Outage and REST

(I didn’t end up writing about REST)

AWS Outage Updates

Amazon recently released an incident summary regarding the AWS outage that happened on Oct. 19, which took down most of the us-east-1 region. I thought I might revisit the incident and try to summarize the findings in a more abstract manner. I know this isn’t entirely related to this week’s topic, but I find it’s always interesting to peer into how these large infrastructures are handled, particularly when so much is revealed in an incident report.

DynamoDB

DynamoDB is a fully managed database provided by Amazon as part of its AWS suite. Interestingly, it is also used quite extensively by internal AWS services (which explains the cascading failures that occurred during the outage). While tempting to think of a database as a single-location entity, DynamoDB is, in reality, a massively-distributed system spread across thousands of servers. Managing how to route access to these different servers is therefore a non-trivial question.

DNS Planner

Managing routing in a massive service like DynamoDB entails thousands (if not hundreds of thousands) of load balancers, constantly changing IP’s (servers drop, etc.), and various endpoints into the system (IPv4, IPv6, etc.). This system has to be managed by a set of processes designed exclusively for this purpose. Enter the DNS Planner.

Think of the DNS planner as the Brain of internal DNS-handling operation for DynamoDB. Its job is to constantly monitor the various load balancers in the system (which are in turn routing requests to different servers), and creates a DNS plan accordingly. This DNS plan (which in this system is really a list of IP and associated weights), governs how requests are sent to each internal endpoint. As load balancers fail or go offline, the DNS planner adjusts and issues a new DNS plan.

DNS Enactor

The DNS enactor does just what its name suggests. It runs as three identical processes (for redundancy), and is tasked with taking these DNS plans and updating Route53, which is AWS’s DNS service. Their entire purpose is to look for “newer” DNS Plans, and attempt to implement them, while also pruning “older” plans from the system. These enactors are the culprits of the outage, or rather, a small oversight in their design is to blame.

The Race Condition

“Race condition” is a term used in computer science to describe what happens when two processes, running simultaneously, affect some sort of shared state in an unexpected way. A good example of this is a database that doesn’t guarantee against simultaneous read-writes: one process decides to delete value A at the same time that another process decides to read it. What happens? No one can tell for sure, but it’s never good.

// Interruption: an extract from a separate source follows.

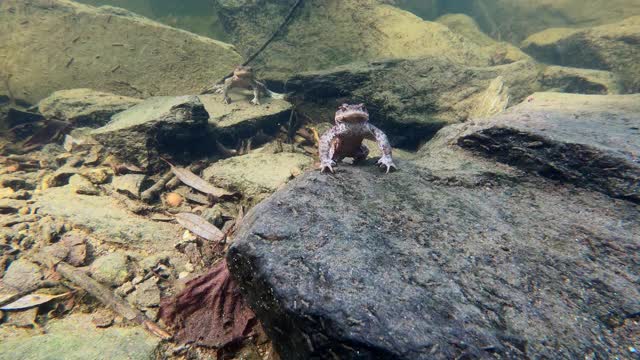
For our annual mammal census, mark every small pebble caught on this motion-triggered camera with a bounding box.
[165,192,182,207]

In our case, the outage was caused by a race condition between two DNS Enactors. The script goes something like this:

Enactor A: Starts applying Plan #100 (created 10 mins ago)

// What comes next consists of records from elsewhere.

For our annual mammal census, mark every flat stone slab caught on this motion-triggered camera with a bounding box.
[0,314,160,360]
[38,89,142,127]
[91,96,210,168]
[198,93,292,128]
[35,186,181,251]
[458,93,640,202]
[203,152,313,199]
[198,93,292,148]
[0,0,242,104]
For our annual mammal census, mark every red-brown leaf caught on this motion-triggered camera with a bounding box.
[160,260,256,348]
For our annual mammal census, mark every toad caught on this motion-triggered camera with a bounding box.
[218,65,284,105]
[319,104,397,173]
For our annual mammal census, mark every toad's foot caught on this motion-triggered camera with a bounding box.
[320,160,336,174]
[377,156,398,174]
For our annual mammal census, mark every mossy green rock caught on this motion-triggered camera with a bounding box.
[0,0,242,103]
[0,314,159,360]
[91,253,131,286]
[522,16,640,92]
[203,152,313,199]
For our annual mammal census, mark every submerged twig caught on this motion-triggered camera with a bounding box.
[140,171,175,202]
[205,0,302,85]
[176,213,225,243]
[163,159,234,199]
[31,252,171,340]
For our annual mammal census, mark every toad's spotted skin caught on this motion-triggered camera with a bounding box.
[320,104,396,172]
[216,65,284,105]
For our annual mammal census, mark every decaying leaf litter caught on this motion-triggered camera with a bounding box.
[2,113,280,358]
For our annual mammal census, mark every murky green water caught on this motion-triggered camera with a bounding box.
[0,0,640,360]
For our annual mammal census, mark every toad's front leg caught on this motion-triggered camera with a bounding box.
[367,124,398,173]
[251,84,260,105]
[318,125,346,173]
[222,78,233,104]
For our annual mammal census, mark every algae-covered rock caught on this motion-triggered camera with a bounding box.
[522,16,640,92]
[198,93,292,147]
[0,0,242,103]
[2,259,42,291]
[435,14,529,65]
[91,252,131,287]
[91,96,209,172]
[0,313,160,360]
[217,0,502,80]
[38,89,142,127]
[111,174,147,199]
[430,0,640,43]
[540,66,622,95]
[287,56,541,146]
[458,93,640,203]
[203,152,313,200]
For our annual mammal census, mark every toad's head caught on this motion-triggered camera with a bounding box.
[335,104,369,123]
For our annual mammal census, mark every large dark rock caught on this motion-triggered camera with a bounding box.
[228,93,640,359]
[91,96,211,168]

Planner: Keeps working away, creating Plan #101, #102…, #150

Enactor B: Picks up Plan #150

At the same time:

Enactor A: Finally manages to apply Plan #100

Route53: Now is using Plan #100 (as it was the latest applied, not necessarily the newest)

Enactor B:

Enactor B inadvertently cleans up Plan #100, which was the active Plan, therefore leaving the system on an empty state. No DNS for DynamoDB!

Checks and Safeguards

Why did this happen? Another related term from computer science is TOCTTOU - Time of Check, Time of Use. When Enactor A checked to see if its plan was newer than the one in use (Plan #100 > Plan #99), the check was successful. But by the time it managed to finally apply the action, the check was “stale”. Therefore, the update went through, and the DNS system collapsed.

Cascade

One of the major AWS services that uses DynamoDB is the EC2 system, which manages and provisions VPSes. It holds a significant amount of state in DynamoDB. Thus when Dynamo broke, so did EC2. As things came back online, so did thousands of EC2 instances, which all called out to Dynamo, causing a sort of feedback loop. It was impossible to create new instances, and the backlog of network requests meant that the entire system had to be throttled in order to avoid another outage.

Some other services that were impacted were: Lambda, IAM/STS, Redshift, and Connect.

Conclusions

One of my favorite aspects of the way we’ve configured our computer systems is that the same basic principles apply at small and big scales. You can’t seem to get away from fundamental architectural principles. You’d be forgiven for thinking that AWS’s systems operated on magical alien dust given their scale and complexity. And yet this incident report is fairly understandable to anyone with a passing knowledge of networks and software architecture. We’re talking about load balancers, DNS provisioning, and race conditions - not easy stuff, but not rocket science. The really cool thing is that, if you really wanted to, you could easily set up a replica system on your own computer, and explore how a system like this is built, using nothing more than Nginx and your language of choice.

Cool stuff.